Some 24 species of shark are found in the marine waters of Bangladesh. Sharks come as a by-catch in the fishermen’s nets. Sharks are not a primary target species in marine fishing. Nonetheless, Bangladesh exported about 212m tons of shark fin and fish maws worth Tk. 166.00 million (the U.S. $ 3.5 million) in 1994-95. Tribal people also eat shark meat and fin.
Marine shrimp fishing
In Bangladesh, about 125,000 hectares of the coastal area is now under shrimp cultivation. Marine shrimps provide a livelihood to thousands of people, and the country earns about 270 million US dollars a year from shrimp export.
Banana shrimps, White shrimps, Green Tiger shrimps, Brown shrimps, and Tiger shrimps are of commercial importance. They are caught mainly along the coast of Cox’s Bazar and Khulan, with Tiger shrimps in particular abundance to the southwest of St. Martin’s Island.
Developments: traditional fishing
Marine fishing industries in Bangladesh are still predominantly traditional. During the last 40 years, an engine was fixed to traditional fishing boats to gain more mobility to go out into the open seas. Otherwise, marine fishing is essentially limited to coastal fishing in Bangladesh, where a limited number of species are targeted, often leading to over-exploitation.
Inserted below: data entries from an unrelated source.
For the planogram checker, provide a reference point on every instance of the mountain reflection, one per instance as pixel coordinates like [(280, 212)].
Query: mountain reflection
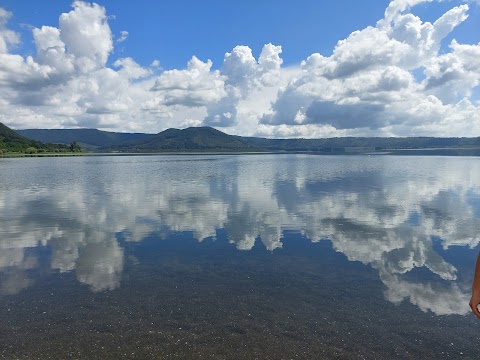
[(385, 212)]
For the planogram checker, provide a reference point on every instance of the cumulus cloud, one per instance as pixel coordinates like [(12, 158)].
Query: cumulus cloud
[(123, 36), (369, 86)]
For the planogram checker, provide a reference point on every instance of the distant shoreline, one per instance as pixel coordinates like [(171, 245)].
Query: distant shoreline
[(445, 151)]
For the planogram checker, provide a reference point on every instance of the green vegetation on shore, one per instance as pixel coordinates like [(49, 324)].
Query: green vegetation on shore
[(207, 139), (13, 143)]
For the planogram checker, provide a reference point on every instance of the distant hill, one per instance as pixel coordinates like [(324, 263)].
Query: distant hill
[(12, 142), (190, 139), (90, 139), (209, 139)]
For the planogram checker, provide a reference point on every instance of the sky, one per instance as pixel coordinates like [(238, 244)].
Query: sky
[(306, 69)]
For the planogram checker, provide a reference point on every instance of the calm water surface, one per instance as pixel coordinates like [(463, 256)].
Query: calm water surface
[(268, 256)]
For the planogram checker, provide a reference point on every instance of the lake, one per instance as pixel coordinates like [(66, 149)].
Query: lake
[(238, 256)]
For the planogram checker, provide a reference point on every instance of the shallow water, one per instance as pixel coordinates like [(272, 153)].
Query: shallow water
[(238, 256)]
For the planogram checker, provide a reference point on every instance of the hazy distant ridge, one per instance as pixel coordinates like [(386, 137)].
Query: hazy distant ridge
[(210, 139)]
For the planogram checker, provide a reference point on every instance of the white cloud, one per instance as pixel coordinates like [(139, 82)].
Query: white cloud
[(368, 86), (7, 37), (123, 36)]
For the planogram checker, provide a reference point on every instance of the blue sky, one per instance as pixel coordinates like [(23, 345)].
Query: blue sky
[(278, 98), (173, 31)]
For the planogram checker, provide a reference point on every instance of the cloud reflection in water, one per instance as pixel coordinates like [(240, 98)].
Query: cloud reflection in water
[(381, 211)]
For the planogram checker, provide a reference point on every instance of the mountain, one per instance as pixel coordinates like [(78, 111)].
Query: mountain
[(190, 139), (209, 139), (90, 139), (12, 142)]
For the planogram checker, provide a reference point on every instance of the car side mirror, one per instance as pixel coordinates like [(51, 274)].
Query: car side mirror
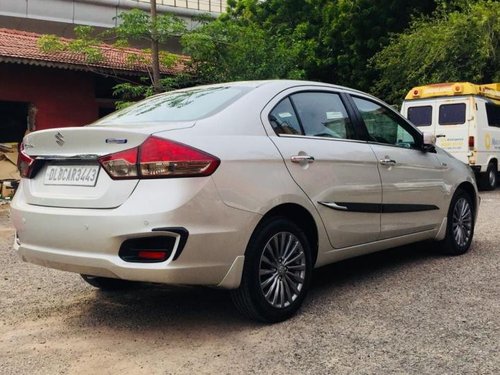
[(429, 142)]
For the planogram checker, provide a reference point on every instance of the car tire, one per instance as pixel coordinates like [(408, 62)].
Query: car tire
[(489, 179), (277, 272), (106, 283), (460, 226)]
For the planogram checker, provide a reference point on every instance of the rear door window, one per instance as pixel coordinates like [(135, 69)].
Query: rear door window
[(383, 126), (421, 115), (284, 120), (316, 114), (452, 114)]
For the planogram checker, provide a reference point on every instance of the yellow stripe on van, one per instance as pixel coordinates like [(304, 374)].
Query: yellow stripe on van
[(489, 90)]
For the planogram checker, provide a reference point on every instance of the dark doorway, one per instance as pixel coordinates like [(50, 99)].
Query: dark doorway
[(13, 121)]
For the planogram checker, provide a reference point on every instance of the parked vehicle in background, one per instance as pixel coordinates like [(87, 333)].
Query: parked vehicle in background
[(245, 186), (465, 118)]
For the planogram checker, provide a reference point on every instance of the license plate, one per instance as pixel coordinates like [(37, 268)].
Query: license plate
[(72, 175)]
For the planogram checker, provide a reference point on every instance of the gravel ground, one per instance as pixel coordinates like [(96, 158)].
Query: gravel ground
[(402, 311)]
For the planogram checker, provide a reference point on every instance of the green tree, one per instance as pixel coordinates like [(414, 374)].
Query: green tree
[(230, 49), (462, 45)]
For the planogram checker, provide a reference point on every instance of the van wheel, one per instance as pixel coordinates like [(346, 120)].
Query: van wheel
[(460, 226), (106, 283), (489, 179), (277, 272)]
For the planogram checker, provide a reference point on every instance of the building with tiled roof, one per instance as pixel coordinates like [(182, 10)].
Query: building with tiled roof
[(22, 48), (41, 90)]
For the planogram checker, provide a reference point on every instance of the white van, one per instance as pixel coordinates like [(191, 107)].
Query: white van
[(465, 118)]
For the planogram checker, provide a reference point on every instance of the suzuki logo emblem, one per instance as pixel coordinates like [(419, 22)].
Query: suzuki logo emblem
[(59, 139)]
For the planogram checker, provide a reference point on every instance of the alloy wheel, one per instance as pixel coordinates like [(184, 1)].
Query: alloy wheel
[(462, 222), (282, 269)]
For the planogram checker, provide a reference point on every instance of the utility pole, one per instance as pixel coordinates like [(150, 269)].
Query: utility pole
[(155, 51)]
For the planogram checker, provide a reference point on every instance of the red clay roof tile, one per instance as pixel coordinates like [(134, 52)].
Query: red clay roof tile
[(22, 47)]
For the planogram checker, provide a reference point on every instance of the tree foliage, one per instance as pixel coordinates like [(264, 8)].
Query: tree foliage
[(462, 45)]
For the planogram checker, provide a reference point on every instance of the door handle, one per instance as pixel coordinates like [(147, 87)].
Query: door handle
[(387, 161), (302, 158)]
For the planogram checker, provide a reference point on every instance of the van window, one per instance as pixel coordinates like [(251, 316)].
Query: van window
[(493, 113), (420, 116), (452, 114)]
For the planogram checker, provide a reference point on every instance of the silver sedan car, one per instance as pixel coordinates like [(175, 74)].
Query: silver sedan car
[(246, 186)]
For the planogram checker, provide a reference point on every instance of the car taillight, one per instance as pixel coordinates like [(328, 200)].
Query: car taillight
[(471, 142), (159, 158), (122, 164), (24, 163)]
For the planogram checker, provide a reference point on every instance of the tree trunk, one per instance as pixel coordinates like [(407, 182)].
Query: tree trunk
[(155, 51)]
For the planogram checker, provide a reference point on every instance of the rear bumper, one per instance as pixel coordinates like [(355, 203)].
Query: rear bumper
[(87, 241)]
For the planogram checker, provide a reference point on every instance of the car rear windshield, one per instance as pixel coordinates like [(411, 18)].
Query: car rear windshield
[(185, 105), (452, 114), (420, 116)]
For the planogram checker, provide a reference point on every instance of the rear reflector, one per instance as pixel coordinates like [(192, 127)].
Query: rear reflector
[(159, 158), (152, 255)]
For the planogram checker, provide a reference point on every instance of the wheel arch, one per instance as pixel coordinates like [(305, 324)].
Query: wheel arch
[(302, 218), (469, 189)]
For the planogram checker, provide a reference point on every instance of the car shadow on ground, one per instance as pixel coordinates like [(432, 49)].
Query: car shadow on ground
[(146, 307)]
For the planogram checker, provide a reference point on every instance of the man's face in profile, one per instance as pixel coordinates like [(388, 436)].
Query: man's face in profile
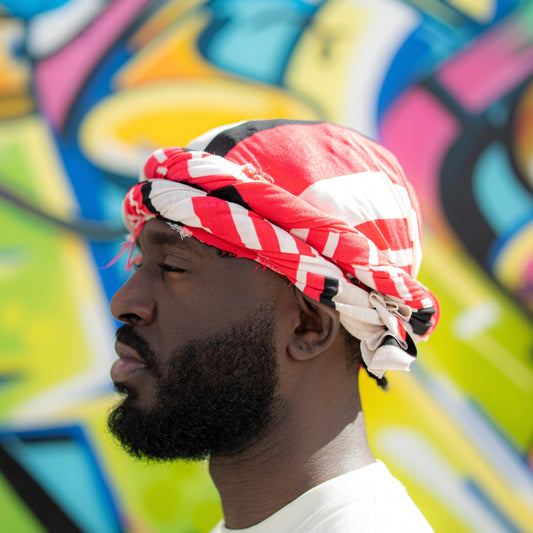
[(198, 357)]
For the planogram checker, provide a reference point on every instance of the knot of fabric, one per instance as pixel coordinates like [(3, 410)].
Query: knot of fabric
[(350, 240)]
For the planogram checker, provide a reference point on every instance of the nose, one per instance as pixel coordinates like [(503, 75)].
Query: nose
[(132, 303)]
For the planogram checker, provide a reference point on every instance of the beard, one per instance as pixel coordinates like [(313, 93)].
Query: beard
[(216, 397)]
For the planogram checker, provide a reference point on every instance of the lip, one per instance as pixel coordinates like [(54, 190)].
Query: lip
[(127, 365)]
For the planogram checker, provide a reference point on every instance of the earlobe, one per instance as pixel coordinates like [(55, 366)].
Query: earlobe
[(316, 331)]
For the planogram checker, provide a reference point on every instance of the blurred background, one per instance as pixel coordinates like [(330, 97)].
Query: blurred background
[(88, 88)]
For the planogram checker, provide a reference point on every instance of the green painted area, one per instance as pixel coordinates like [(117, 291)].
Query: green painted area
[(494, 367), (38, 316)]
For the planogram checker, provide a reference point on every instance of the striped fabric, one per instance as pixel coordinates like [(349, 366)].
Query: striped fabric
[(318, 203)]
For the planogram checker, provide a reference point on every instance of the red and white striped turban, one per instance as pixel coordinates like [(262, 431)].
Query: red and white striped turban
[(318, 203)]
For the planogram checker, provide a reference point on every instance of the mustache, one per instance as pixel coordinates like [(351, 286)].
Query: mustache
[(127, 335)]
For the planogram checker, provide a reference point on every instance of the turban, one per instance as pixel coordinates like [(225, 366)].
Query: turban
[(318, 203)]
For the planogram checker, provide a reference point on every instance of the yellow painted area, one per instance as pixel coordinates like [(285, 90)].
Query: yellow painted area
[(14, 75), (172, 56), (408, 404), (318, 67), (469, 288), (481, 10), (52, 345), (162, 20), (119, 133)]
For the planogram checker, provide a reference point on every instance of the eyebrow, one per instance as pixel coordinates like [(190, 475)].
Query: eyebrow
[(164, 238)]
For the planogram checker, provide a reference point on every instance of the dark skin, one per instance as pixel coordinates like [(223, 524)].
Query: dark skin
[(185, 289)]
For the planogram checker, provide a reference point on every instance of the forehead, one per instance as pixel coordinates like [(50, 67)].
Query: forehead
[(244, 276)]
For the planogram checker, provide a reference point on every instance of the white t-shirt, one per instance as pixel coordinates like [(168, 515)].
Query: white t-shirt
[(366, 500)]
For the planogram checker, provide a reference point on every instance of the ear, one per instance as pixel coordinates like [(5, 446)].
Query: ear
[(316, 331)]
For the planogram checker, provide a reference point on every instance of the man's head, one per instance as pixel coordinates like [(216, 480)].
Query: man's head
[(207, 348), (223, 339)]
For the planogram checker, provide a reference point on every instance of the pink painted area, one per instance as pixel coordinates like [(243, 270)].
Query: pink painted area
[(419, 131), (488, 69), (59, 78)]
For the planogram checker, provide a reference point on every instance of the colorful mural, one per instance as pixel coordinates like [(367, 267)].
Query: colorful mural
[(88, 88)]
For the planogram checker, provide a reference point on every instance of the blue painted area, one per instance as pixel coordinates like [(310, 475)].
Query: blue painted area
[(504, 7), (489, 505), (254, 39), (98, 195), (27, 9), (431, 43), (62, 461), (504, 202)]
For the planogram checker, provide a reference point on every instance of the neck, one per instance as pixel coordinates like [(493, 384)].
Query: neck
[(285, 464)]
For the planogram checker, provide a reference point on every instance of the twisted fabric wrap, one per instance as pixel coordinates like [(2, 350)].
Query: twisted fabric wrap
[(318, 203)]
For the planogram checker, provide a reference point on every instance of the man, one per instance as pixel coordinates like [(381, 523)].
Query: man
[(268, 274)]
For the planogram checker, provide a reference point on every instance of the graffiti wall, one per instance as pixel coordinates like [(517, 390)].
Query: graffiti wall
[(88, 88)]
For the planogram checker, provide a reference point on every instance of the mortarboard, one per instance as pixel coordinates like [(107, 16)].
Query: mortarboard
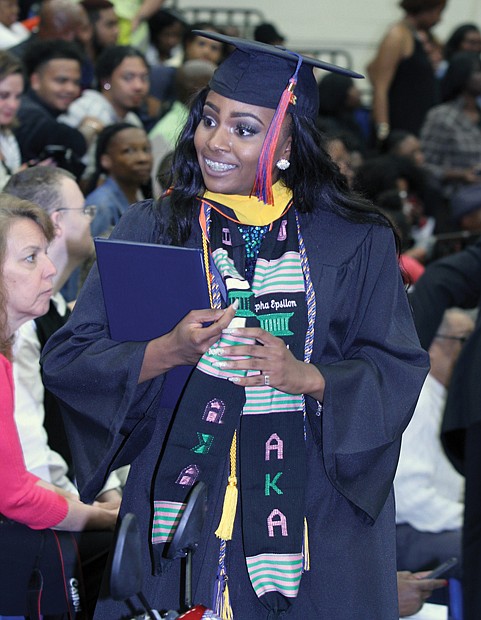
[(272, 77)]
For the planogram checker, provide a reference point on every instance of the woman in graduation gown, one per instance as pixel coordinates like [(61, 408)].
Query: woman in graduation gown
[(297, 403)]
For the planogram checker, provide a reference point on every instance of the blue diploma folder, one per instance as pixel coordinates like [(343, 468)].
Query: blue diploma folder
[(148, 289)]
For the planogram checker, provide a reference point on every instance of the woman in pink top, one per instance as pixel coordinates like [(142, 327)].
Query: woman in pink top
[(26, 502)]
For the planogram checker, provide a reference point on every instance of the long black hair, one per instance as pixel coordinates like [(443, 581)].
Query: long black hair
[(314, 179)]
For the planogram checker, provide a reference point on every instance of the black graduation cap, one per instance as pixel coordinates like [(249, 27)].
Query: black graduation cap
[(271, 77), (258, 74)]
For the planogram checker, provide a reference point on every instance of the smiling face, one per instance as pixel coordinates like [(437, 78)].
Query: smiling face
[(27, 273), (128, 158), (11, 89), (229, 140)]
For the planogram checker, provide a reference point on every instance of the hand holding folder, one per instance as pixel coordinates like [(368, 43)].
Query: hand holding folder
[(148, 289)]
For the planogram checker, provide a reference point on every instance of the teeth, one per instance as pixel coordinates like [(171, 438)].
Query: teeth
[(217, 166)]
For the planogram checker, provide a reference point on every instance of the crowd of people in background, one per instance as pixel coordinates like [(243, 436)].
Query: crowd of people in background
[(93, 98)]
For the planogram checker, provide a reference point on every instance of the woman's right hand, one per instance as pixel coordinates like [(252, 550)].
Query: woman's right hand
[(186, 343)]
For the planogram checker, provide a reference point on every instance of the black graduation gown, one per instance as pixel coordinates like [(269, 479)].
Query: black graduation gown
[(367, 349)]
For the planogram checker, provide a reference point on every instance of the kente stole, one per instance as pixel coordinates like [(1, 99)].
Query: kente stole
[(269, 423)]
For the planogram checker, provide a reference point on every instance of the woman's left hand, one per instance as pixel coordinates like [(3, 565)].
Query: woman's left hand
[(277, 365)]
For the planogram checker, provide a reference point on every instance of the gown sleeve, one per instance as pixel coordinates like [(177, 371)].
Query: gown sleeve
[(370, 357), (22, 499), (108, 415)]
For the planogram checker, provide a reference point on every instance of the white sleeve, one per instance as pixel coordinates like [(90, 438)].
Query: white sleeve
[(420, 501), (40, 459)]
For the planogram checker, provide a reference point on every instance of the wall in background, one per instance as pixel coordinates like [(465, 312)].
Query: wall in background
[(353, 25)]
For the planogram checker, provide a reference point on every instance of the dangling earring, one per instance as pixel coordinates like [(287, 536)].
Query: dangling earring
[(283, 164)]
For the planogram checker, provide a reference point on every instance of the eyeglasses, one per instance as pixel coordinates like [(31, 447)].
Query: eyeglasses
[(89, 210), (461, 339)]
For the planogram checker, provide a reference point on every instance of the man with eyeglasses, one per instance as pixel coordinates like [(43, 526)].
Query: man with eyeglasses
[(36, 412), (37, 415), (429, 491), (456, 281)]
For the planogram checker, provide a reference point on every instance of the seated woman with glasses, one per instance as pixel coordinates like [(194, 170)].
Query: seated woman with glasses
[(32, 510)]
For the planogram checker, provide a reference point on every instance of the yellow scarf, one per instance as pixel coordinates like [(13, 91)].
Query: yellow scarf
[(250, 210)]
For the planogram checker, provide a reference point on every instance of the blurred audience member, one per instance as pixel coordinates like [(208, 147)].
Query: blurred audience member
[(429, 491), (30, 506), (123, 82), (38, 418), (401, 61), (53, 68), (196, 47), (58, 19), (451, 133), (396, 174), (337, 147), (167, 28), (465, 38), (11, 89), (11, 30), (133, 16), (190, 77), (124, 160), (413, 590), (466, 209), (406, 144), (104, 23), (456, 281), (341, 110)]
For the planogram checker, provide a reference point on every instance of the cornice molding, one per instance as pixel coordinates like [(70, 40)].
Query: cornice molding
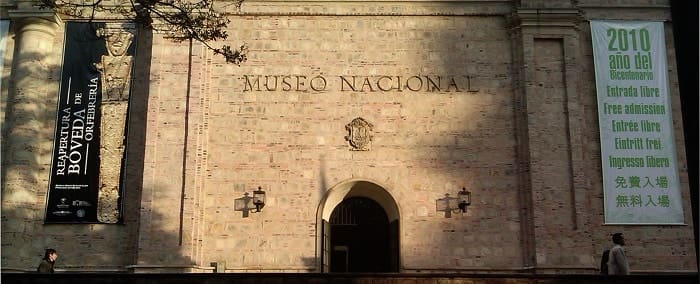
[(547, 18)]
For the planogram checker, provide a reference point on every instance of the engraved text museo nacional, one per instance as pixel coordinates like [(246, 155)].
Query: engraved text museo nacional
[(347, 83)]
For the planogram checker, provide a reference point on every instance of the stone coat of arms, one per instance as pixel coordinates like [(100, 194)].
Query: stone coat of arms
[(359, 134)]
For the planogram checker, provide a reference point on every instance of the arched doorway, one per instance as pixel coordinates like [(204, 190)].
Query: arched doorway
[(360, 229)]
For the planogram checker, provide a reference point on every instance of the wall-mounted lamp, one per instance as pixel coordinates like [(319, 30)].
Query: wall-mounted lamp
[(448, 204), (246, 203)]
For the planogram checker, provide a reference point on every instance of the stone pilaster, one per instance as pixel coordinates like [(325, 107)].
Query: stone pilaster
[(28, 131)]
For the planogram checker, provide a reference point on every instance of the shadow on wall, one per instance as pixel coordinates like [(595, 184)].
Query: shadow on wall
[(27, 147)]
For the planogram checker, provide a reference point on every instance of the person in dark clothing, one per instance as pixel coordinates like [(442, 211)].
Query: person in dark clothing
[(46, 265)]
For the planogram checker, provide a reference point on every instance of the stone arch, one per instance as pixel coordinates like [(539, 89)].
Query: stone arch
[(350, 189)]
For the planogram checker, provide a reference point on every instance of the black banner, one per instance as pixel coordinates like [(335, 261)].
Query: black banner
[(75, 173)]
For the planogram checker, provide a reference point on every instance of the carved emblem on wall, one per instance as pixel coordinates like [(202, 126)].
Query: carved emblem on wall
[(359, 134), (115, 68)]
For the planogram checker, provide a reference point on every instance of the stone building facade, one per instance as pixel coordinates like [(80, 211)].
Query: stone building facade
[(496, 96)]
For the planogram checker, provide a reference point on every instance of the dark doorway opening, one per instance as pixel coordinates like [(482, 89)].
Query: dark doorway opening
[(361, 237)]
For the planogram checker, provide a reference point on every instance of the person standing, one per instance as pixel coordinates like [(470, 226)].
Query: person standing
[(617, 262), (46, 265)]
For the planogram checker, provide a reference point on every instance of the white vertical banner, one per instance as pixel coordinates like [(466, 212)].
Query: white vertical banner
[(639, 166)]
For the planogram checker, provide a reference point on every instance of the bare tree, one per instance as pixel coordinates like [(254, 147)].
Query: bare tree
[(179, 20)]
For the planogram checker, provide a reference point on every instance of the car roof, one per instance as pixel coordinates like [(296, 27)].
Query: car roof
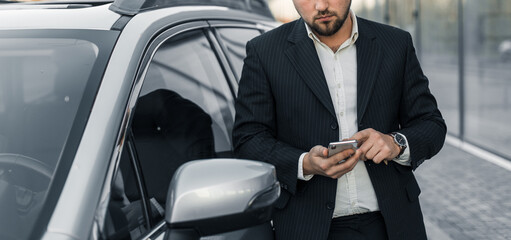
[(130, 7), (76, 14)]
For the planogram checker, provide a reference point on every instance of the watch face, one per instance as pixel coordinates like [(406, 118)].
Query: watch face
[(400, 140)]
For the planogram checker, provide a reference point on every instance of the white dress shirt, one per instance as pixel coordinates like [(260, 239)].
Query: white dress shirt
[(355, 192)]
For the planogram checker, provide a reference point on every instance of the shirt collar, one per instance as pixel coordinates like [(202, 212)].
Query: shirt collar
[(354, 30)]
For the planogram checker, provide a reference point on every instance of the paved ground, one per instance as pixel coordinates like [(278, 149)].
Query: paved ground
[(464, 197)]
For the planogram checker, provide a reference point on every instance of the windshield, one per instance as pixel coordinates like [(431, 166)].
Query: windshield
[(46, 82)]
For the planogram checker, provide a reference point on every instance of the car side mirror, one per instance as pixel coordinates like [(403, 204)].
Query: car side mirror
[(214, 196)]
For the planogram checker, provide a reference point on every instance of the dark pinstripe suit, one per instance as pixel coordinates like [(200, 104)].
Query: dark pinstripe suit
[(284, 108)]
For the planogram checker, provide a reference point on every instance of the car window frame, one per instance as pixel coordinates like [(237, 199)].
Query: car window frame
[(215, 24), (149, 53), (172, 30)]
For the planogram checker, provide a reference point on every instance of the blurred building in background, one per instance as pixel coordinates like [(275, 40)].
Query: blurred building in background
[(465, 50)]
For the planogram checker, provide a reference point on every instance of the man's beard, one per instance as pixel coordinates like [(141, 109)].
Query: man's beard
[(328, 31)]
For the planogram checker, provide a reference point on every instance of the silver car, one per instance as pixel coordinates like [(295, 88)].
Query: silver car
[(116, 118)]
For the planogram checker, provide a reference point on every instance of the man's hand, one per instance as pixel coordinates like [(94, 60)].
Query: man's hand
[(317, 162), (376, 145)]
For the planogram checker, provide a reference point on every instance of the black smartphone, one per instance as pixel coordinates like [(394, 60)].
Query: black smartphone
[(336, 147)]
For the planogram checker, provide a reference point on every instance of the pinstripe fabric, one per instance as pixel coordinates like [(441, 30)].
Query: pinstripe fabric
[(284, 108)]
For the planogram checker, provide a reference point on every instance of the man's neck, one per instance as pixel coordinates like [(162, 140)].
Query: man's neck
[(334, 41)]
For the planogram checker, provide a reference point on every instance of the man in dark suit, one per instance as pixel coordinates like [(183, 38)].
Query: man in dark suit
[(330, 76)]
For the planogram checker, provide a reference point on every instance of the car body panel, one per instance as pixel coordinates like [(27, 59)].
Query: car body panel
[(96, 154), (38, 18)]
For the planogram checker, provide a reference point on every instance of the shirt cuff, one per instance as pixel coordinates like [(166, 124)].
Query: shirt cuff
[(404, 159), (300, 169)]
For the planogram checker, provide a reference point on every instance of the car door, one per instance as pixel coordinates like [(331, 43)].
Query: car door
[(184, 110)]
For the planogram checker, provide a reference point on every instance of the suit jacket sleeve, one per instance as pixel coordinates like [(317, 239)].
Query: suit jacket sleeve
[(421, 121), (255, 126)]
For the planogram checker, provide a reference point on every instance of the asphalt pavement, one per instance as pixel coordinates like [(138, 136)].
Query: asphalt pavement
[(464, 196)]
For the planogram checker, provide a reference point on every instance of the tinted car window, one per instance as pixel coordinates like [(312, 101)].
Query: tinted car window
[(184, 112), (45, 77), (235, 40)]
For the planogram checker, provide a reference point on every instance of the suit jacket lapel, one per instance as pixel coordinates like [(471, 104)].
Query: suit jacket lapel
[(369, 59), (304, 58)]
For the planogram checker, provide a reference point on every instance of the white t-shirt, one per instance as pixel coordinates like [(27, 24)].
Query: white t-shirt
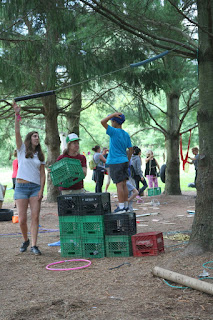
[(28, 168)]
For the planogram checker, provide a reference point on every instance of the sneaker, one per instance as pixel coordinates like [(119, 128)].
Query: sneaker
[(24, 246), (118, 210), (35, 250)]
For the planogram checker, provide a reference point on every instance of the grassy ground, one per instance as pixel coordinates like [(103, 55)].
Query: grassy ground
[(185, 179)]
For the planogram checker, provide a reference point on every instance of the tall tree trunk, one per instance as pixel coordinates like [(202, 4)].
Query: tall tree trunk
[(202, 230), (73, 116), (52, 141), (172, 184)]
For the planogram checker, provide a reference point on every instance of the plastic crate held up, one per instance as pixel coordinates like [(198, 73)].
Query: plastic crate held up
[(154, 191), (118, 246), (120, 224), (66, 172), (147, 244)]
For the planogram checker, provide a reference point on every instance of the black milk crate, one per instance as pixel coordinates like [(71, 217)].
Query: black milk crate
[(70, 226), (68, 205), (84, 204), (120, 224), (92, 226), (118, 246), (95, 203)]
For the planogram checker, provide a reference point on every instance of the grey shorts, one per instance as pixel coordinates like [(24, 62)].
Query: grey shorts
[(119, 172)]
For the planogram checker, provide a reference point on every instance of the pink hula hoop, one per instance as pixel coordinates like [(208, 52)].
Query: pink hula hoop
[(66, 269)]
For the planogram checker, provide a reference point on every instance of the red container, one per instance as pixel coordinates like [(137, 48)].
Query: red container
[(147, 244)]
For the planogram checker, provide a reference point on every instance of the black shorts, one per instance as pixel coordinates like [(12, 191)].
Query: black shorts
[(119, 172)]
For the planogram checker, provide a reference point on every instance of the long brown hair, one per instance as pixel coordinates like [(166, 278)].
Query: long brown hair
[(29, 149)]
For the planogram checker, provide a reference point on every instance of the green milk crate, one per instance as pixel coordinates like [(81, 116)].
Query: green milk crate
[(118, 246), (92, 226), (93, 248), (154, 191), (71, 247)]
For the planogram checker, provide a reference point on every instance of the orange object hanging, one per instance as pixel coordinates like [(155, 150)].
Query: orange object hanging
[(181, 149)]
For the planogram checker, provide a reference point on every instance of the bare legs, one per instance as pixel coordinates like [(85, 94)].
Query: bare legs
[(35, 205), (122, 192)]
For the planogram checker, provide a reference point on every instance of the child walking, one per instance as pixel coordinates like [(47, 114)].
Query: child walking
[(117, 158)]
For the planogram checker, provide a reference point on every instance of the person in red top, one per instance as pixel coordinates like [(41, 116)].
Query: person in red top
[(72, 151), (15, 170)]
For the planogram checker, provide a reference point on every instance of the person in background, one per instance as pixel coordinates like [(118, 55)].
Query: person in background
[(15, 170), (136, 163), (72, 151), (117, 158), (105, 154), (2, 193), (151, 169), (100, 168), (195, 160), (30, 182)]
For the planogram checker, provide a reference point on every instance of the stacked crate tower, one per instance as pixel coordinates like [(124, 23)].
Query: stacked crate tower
[(81, 224), (88, 229)]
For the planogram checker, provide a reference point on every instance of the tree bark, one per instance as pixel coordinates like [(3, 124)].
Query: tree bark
[(172, 183), (52, 142), (202, 230), (73, 116)]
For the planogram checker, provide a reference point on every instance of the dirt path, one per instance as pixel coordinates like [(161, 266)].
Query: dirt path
[(130, 292)]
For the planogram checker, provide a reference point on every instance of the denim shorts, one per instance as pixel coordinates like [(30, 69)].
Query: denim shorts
[(26, 190), (119, 172)]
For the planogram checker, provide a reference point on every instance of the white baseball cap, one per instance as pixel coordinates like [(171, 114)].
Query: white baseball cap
[(72, 137)]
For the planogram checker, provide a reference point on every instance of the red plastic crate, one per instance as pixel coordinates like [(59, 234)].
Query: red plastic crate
[(147, 244)]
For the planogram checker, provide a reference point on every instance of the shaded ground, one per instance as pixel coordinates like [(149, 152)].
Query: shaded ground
[(131, 292)]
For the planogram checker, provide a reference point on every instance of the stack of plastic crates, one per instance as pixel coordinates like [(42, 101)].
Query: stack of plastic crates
[(147, 244), (81, 223), (118, 231), (154, 191), (66, 172)]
Fishermen who generally carry out fishing activities in the coastal and shallow seas use low-cost craft and unskilled works. The number of marine fishermen increased from 200,000 to 500,000 in the last two decades because of high demographic pressure and unemployment.
The number of mechanized boats increased from 200 to 10,000 and non-mechanized decreased from 40,000 to 14,000 in the same period.
About 80% of fishermen are illiterate and about 70% are landless. Business frequently lends them money in advance with interest rates greater than 120% per year, which does not help the fishermen to become self-reliant.
The marine fishing season is from October to March; when the sea is rough, fishermen switch to freshwater fishing. The short marine fishing season and the increased number of fishermen have adversely affected their income.